Mais c'est le contraire qui arriva.

Tout d'abord, il était soutenu que le Gouvernement avait glissé cette disposition, qui serait attentatoire aux libertés, dans la Loi de finance pour mieux la masquer mais qu'elle est sans rapport, ce qui est contraire à la méthode constitutionnellement requise dans l'art législatif. Le Conseil rejette cette critique car c'est pour lutter contre la fraude fiscale et améliorer le recouvrement de l'impôt que ces informations sont collectées, but financier de l'Etat qui justifie une place dans une Loi de finance. 

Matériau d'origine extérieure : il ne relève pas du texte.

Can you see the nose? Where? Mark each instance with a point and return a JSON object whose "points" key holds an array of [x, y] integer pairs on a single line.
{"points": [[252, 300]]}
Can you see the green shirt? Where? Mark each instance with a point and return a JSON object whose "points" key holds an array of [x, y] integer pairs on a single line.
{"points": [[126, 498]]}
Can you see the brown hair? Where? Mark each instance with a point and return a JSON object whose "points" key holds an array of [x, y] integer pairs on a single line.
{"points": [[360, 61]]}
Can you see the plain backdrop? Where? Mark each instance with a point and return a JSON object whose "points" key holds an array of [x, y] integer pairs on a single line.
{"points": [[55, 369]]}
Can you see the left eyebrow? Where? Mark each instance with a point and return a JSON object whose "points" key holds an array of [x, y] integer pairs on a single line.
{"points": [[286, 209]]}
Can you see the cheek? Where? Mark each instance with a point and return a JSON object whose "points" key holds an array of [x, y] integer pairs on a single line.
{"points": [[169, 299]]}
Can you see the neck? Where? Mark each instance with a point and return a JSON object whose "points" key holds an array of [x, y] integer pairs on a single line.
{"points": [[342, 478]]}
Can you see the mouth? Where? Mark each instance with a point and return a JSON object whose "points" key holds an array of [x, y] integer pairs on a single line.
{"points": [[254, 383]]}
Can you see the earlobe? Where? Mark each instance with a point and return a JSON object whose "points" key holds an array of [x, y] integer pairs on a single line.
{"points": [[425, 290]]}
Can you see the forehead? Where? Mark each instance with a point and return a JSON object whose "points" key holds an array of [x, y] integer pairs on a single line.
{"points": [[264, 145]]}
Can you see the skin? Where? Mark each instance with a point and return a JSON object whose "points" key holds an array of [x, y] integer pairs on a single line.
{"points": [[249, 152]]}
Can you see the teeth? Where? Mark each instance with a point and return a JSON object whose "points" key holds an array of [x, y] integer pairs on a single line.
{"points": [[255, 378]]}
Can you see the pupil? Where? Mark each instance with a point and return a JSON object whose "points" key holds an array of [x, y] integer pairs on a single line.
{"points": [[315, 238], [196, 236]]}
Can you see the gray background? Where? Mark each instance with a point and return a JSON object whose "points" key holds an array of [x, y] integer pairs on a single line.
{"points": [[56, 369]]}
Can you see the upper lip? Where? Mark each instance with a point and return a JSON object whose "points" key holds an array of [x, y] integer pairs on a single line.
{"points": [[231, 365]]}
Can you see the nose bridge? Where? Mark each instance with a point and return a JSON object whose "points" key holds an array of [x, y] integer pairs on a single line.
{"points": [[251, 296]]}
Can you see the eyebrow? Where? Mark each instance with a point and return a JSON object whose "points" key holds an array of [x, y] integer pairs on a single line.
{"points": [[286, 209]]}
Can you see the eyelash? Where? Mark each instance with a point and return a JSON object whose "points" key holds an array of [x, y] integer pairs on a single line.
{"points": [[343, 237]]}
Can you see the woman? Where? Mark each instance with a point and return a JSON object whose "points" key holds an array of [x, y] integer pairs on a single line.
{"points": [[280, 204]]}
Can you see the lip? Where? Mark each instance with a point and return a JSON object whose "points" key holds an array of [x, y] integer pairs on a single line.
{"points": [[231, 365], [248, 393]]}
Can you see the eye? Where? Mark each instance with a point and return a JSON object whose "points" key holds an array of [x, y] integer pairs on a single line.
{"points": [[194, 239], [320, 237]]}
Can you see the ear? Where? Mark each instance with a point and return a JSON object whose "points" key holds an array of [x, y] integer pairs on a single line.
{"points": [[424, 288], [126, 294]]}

Substantiellement, s'il est vrai que le Conseil constitutionnel, par sa décision du 29 décembre 2019, Loi de finance pour 2020, déclare la loi contraire à la Constitution, ce n'est que sur une modalité accessoire du dispositif. En effet une disposition spécifique prévoyait la possibilité d'utiliser une majoration de 40% pour défaut ou retard de production de déclaration pour la recherche de manquement, ce qui est disproportionné. Mais cela ne touche en rien l'ensemble du dispositif qui est quant à lui validé dans son principe et dans son organisation technique.

Il est particulièrement important dans l'équilbre que le Conseil pose et les conséquences probatoires qu'il implique.

En effet et à la base, il y a le principe constitutionnel de la liberté d'expression, en ce que celle-ci est à la racine de la Démocratie. Lorsque les internautes postent des informations sur l'espace numérique publique, c'est un acte de cette nature et de cette portée. Ensuite, l'objet ainsi produit, l'information qui les concerne, la "donnée à caractère personnelle", est elle-aussi l'objet d'une protection constitutionnelle. En effet le droit à la vie privée est de valeur constitutionnelle et vient protéger également la personne.

Face à ces deux sources fondamentales, le Législateur et l'Etat qui captent des données sont qualifiés comme "y portant atteinte". Ce n'est pas pour autant qu'ils ne sont pas légitimes à le faire. Mais ils doivent se justifier. C'est avant tout un système probatoire que le Conseil constitutionnel met en place. Tandis que la personne n'a pas à justifier l'usage qu'elle fait de sa liberté (d'expression) et de son droit (sur ses données), le Législateur doit justifier l'atteinte légitime qu'il y porte par un triple test : nécessité, ordre public, modalités adéquates et proportionnées.

 

I. CONFIRMATION DU NIVEAU CONSTITUTIONNE DU DROIT A LA PROTECTION DES DONNEES A CARACTERE PERSONNEL, S'ANCRANT DANS LA LIBERTÉ D'EXPRESSION, ET CONDITIONS CONSTITUTIONNELLES POUR Y PORTER LEGITIMEMENT ATTEINTE : NÉCESSITÉ, MOTIF D'INTERET GENERAL ET MISE EN OEUVRE ADEQUATE ET PROPORTIONNEE 

Le Conseil constitutionnel s'appuie sur l'article 2 de la Déclaration des droits de l'Homme de 1789, lequel vise d'une façon très générale quatre droits dont les personnes sont titulaires et que toute organisation politique vise à protéger : "la liberté, la propriété, la sûreté, et la résistance à l'oppression". De cette "liberté" si généralement visée, la jurisprudence constitutionnelle a tiré de nombreuses libertés plus précises et de nombreux droits.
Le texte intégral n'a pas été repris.